Hepatic Fxr knockout mice are characterized by altered serum bile acids and cholesterol concentration

To characterize the physiologic consequence of 1% cholesterol feeding in the organ-specific Fxr knockout mice and their flox/flox littermates, serum bile acids, serum cholesterol, total liver cholesterol and serum glucose concentrations were quantified.

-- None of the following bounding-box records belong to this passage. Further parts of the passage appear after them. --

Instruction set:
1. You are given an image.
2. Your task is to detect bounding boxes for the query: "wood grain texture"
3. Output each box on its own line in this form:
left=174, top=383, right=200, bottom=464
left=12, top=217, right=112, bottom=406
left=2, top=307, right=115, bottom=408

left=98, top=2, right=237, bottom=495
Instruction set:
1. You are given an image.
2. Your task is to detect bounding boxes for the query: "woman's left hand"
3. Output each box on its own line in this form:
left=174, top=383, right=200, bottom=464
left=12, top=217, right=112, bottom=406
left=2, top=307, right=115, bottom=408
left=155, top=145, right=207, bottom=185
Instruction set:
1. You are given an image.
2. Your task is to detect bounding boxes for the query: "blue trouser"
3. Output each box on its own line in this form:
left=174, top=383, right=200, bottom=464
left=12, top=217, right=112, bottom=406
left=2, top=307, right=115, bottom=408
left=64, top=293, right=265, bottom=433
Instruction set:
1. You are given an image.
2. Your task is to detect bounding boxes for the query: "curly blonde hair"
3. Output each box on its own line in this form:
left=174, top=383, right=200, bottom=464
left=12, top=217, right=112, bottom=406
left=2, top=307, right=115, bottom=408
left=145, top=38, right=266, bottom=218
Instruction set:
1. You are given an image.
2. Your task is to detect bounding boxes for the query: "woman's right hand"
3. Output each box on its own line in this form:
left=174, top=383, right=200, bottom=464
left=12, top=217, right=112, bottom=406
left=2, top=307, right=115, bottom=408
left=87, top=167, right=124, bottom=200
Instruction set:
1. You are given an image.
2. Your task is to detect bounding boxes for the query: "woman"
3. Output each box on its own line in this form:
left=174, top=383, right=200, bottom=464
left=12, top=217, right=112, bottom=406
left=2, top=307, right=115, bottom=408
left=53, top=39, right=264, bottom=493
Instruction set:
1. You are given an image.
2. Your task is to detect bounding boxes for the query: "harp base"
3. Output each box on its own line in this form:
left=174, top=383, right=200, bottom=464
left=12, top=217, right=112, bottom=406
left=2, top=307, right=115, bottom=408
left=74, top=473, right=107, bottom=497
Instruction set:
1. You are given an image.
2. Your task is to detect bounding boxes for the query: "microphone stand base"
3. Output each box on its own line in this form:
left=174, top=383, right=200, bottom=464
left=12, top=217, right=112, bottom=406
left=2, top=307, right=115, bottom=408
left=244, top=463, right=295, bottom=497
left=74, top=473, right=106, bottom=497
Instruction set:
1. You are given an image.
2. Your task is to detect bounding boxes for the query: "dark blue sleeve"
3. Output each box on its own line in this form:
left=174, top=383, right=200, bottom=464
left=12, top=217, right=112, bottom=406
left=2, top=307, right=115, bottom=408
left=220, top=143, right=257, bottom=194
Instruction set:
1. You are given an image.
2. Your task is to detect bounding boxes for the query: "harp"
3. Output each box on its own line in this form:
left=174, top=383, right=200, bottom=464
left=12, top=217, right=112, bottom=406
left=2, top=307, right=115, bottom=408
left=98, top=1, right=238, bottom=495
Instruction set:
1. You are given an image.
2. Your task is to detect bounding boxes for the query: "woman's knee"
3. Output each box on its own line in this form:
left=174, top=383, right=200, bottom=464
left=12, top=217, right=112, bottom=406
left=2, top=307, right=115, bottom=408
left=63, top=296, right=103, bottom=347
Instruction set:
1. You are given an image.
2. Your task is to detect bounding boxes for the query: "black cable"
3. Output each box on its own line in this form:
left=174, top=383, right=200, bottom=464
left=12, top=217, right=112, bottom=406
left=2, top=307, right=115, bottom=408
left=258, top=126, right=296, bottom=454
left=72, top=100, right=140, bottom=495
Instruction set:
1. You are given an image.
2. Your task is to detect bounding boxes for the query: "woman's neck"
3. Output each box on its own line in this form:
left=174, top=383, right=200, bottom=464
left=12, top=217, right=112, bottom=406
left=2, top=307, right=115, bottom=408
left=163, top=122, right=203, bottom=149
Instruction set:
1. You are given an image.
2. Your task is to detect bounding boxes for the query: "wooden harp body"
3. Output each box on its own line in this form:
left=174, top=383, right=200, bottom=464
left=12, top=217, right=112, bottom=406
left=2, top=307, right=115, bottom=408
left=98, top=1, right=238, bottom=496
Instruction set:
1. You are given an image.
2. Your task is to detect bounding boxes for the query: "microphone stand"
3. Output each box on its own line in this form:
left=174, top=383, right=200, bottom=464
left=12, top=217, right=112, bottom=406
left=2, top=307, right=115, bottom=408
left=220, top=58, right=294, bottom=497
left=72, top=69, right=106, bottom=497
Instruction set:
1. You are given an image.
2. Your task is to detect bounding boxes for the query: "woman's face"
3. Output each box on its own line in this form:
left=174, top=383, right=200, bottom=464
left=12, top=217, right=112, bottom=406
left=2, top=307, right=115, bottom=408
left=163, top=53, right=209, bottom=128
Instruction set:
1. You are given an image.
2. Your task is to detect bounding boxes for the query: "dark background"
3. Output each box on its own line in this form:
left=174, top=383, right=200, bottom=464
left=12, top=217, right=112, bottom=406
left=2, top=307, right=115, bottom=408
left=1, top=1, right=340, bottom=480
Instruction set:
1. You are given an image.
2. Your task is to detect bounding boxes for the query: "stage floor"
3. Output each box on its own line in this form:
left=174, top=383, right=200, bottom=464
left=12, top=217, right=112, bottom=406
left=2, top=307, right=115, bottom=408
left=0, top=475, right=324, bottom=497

Flox/flox (f/f) littermates without albumin-cre or villin-cre recombinase transgene showed identical serum characteristics. The cholesterol levels in (ΔL) Fxr knockout mice under control diet were significantly elevated compared to flox/flox controls (ΔL 123±16.6 mg/dl vs. f/f 65.5±7.1 mg/dl, P=0.019) and (ΔIE) Fxr knockouts. Under 1% cholesterol chow, (ΔIE) Fxr knockout animals showed a serum cholesterol level that was comparable with flox/flox controls, while (ΔL) knock out mice were characterized by significantly higher cholesterol levels (f/f, 105.5±10.4 mg/dl vs. ΔL, 244.5±22.8 mg/dl; P=0.001; ΔIE, 111.75±5.25 mg/dl) (Figure 2B). In line with these findings was a significant higher total liver cholesterol level under standard diet (f/f, 62.4±3.28 mg/dl vs. ΔL, 89.6±3.08mg/dl; P=0.0286; ΔIE, 76.1±11.7 mg/dl) (Figure 2E). Total serum bile acids were slightly increased in (ΔL) Fxr knockout mice compared to flox/flox controls and (ΔIE) Fxr knockouts, irrespective of the diet (control diet: f/f, 3.1±0.4 μM/l vs. ΔL, 7.5±1.3 μM/l; P=0.021; trend for 1%CD: f/f, 5.5±1.1 μM/l; ΔL, 10.0±3.4 μM/l; P=0.251) (Figure 2C). The glucose levels of all experimental groups were comparable to flox/flox controls under control diet, with the exception of (ΔL) Fxr knockout mice which showed a slight but significant elevation under 1% cholesterol feeding (f/f, 108.6±14.6 % vs. ΔL, 140.6±8.9 %; P=0.017).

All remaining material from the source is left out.